In Fiore v. Consolidated Freightways, 140 N.J. 452, 659 A.2d 436 (1995), the Court discussed at length the requirements of proof under this statute in the context of occupational heart disease. Since leukemia, like heart disease, may also be caused by natural, non-occupational circumstances, we believe Fiore provides the relevant legal standards for this case. Accordingly, petitioner was required to satisfy the three requirements described in Fiore: To satisfy the standard, a petitioner claiming occupational heart disease must fulfill three requirements. First, as section 31 provides, the petitioner must show that the disease is due in "a material degree" to causes "arising out of the workplace and that are or were characteristic of or peculiar to a particular trade, occupation, process or place of employment." Second, the petitioner must prove "by suitable medical evidence that the employment exposure did indeed cause or contribute to the disease--especially in the light of the competing claim of the smoking to be the causal agent." We doubt that the Legislature, when enacting section 7.2, contemplated that employers should compensate employees for coronary disease caused substantially by a lifetime of smoking or other personal-risk factors and immaterially by occupational exposure.

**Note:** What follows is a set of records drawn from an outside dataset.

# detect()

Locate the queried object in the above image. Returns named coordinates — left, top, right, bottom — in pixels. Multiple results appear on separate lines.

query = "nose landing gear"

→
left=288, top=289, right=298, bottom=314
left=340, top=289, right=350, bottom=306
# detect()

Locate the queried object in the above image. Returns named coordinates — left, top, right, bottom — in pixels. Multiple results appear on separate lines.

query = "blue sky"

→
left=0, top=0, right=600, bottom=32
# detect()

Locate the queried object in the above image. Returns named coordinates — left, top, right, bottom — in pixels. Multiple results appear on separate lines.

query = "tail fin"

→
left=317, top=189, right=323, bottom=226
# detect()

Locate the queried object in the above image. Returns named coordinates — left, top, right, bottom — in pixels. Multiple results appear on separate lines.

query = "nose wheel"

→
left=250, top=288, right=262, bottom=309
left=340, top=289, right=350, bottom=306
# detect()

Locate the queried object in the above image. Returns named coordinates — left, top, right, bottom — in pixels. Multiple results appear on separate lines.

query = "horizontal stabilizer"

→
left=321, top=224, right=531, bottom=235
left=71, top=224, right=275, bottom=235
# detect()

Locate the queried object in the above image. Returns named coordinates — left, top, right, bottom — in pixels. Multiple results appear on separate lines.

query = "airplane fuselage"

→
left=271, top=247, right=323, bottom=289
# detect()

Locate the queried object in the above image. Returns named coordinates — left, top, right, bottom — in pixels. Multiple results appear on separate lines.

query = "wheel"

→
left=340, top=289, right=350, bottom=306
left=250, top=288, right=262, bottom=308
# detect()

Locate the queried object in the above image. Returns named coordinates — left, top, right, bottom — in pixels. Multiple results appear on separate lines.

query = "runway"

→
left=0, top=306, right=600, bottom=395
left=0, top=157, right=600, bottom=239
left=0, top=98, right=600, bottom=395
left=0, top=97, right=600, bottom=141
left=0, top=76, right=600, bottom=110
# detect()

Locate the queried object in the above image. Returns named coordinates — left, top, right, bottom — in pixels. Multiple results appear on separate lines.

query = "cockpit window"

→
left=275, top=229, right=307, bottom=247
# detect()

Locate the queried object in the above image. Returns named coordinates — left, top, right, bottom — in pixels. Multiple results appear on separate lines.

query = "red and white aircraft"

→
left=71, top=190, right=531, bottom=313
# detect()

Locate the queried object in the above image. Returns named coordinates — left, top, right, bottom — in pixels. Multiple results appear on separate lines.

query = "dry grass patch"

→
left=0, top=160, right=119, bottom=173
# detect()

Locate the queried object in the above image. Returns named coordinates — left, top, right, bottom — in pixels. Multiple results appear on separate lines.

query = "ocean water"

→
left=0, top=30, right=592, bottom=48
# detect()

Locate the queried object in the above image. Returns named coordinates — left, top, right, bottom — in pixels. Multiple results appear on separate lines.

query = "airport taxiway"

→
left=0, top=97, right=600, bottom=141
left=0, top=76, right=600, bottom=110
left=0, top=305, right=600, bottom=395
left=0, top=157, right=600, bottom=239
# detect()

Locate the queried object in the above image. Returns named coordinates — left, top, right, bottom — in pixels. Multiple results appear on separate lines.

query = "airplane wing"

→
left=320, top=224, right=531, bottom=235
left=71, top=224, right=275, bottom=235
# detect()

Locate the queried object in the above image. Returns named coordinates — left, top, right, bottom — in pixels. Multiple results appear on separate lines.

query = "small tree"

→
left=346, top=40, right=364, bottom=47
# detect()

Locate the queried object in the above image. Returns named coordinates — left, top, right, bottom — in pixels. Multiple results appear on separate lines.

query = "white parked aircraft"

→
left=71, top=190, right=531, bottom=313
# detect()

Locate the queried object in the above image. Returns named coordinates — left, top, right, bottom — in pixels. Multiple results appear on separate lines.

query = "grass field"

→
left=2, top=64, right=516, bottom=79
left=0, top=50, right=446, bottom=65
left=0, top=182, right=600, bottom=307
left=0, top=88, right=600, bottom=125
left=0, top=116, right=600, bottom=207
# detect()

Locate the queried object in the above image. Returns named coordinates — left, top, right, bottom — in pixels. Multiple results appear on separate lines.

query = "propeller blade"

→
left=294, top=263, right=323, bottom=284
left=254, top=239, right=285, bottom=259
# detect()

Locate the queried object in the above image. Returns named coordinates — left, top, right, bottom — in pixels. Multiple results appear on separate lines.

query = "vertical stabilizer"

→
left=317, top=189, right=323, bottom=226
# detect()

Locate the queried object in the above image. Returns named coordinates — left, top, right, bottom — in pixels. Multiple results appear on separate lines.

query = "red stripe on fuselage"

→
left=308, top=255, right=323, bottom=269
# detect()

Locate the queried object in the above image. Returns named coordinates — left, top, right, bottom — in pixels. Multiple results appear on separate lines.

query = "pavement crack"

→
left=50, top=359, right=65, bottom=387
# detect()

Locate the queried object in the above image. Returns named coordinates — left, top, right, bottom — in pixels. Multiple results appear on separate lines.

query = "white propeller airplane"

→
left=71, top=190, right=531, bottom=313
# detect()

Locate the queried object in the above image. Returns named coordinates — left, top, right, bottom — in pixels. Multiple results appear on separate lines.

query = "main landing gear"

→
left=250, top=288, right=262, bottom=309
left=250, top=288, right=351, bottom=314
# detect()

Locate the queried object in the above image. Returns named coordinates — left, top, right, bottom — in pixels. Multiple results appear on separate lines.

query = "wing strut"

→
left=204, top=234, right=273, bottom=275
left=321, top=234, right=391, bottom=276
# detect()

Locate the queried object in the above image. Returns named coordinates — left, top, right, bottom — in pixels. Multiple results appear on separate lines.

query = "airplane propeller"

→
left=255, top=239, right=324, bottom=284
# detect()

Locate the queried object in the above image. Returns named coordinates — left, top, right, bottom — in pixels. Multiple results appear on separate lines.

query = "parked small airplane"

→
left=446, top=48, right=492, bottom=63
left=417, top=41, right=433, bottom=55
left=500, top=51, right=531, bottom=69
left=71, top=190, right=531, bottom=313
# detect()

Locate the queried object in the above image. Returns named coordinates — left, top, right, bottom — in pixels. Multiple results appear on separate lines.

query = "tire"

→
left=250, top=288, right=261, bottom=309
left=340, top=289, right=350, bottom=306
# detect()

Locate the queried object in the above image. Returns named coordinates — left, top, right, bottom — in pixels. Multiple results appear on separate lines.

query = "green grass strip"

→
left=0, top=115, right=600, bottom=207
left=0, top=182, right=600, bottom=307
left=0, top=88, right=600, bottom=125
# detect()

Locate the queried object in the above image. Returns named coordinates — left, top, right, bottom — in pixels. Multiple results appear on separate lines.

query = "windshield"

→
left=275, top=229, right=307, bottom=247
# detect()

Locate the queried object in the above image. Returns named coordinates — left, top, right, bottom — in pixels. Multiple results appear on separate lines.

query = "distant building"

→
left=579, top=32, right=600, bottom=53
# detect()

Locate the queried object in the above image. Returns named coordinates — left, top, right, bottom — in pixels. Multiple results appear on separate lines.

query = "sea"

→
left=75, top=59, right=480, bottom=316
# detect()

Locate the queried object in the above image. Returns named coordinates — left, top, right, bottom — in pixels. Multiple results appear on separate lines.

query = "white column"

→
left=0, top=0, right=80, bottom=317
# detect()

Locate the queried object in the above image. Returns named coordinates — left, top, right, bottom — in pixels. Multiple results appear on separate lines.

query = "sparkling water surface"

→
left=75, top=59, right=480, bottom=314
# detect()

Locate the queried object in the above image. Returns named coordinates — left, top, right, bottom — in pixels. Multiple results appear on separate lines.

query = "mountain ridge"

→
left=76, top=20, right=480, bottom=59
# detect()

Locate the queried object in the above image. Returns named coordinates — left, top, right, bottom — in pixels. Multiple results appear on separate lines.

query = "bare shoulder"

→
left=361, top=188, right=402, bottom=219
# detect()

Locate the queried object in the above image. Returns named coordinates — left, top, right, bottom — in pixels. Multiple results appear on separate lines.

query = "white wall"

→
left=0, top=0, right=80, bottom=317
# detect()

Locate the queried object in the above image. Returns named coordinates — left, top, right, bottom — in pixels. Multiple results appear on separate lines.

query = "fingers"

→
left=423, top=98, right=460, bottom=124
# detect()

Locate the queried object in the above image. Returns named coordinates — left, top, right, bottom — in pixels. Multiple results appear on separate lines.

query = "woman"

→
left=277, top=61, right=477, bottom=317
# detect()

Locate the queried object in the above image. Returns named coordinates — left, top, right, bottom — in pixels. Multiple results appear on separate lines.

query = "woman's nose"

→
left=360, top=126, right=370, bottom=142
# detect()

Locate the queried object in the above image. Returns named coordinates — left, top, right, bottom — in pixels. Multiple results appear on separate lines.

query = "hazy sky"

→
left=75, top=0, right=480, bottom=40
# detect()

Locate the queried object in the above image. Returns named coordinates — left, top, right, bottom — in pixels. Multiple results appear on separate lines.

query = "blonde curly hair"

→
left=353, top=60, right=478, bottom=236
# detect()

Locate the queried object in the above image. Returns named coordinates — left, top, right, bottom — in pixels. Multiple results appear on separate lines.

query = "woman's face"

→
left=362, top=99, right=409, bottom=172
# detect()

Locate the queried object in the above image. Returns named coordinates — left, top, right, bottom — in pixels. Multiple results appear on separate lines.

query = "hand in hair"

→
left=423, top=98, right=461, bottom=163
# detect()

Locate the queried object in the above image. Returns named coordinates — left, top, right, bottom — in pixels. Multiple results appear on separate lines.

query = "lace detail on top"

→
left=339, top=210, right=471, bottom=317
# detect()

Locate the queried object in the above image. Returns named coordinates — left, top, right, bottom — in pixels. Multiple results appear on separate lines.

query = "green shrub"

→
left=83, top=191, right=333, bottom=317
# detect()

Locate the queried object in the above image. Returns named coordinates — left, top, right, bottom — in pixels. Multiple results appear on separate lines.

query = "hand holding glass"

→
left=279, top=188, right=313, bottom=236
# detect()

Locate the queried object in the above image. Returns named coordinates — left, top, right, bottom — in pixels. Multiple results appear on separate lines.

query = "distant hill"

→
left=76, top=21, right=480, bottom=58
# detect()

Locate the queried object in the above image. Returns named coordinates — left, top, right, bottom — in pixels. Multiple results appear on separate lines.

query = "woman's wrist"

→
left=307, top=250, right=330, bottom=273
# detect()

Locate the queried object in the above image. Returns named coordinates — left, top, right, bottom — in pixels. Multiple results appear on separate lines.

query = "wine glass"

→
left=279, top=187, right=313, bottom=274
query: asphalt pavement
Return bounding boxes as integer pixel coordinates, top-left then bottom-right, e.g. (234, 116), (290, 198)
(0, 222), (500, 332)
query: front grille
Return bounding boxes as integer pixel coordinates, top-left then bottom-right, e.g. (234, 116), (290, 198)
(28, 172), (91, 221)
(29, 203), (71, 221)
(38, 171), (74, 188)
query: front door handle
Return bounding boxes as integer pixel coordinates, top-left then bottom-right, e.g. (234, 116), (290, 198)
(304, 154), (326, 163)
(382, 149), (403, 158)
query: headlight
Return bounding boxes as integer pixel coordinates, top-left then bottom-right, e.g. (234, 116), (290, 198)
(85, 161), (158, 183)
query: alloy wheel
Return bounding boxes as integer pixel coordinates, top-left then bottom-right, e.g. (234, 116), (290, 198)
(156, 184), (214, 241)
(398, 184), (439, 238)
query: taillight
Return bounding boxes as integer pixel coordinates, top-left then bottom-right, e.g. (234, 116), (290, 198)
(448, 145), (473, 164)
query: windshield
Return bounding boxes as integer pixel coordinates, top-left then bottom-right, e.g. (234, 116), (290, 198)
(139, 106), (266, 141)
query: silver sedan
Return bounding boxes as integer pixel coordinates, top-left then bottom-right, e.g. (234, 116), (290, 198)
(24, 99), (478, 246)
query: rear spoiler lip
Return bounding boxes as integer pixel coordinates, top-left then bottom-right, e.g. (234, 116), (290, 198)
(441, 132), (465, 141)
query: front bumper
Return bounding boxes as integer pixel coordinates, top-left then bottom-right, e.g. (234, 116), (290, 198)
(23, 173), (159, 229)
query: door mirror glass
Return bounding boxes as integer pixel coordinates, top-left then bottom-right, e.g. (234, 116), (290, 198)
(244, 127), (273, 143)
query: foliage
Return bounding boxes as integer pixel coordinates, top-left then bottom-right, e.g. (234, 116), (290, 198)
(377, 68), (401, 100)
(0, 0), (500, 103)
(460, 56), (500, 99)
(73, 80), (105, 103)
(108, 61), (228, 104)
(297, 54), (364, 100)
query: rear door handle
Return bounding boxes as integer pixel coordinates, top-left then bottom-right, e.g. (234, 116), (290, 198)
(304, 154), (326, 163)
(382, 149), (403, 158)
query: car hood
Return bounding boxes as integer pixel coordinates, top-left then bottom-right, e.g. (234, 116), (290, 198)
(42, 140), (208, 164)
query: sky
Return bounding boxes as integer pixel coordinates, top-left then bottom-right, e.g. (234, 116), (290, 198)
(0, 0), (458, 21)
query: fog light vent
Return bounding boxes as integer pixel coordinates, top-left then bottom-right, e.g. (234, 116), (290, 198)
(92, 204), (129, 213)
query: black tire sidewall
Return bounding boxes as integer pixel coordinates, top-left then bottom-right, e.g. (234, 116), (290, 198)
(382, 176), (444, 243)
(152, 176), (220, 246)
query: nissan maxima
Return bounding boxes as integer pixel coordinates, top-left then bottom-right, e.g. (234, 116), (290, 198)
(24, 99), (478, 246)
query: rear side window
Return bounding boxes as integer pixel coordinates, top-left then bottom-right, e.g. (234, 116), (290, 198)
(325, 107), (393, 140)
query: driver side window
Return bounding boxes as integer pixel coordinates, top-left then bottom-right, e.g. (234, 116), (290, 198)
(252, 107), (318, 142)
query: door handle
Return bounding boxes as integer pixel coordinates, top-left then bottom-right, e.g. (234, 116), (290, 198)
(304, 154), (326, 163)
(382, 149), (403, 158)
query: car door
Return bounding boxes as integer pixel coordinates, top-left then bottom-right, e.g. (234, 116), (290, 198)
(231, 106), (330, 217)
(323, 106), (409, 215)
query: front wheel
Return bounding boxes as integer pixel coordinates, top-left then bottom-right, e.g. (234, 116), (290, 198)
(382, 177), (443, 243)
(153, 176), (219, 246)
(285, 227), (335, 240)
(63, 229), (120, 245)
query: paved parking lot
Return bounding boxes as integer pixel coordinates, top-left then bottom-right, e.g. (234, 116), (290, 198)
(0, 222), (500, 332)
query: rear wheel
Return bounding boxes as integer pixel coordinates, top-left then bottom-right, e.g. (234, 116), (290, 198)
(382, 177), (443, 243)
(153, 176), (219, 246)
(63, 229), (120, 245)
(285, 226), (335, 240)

Thus, a petitioner asserting an occupational heart-disease claim must show that the work exposure exceeds the exposure caused by the petitioner's personal-risk factors. Third, the petitioner must show that the employment exposure substantially contributed to the development of the disease. An occupational exposure substantially contributes to the development of coronary-artery disease when the exposure is so significant that, without the exposure, the disease would not have developed to the extent that it caused the disability resulting in the claimant's incapacity to work. Id. at 472-73, 659 A.2d 436.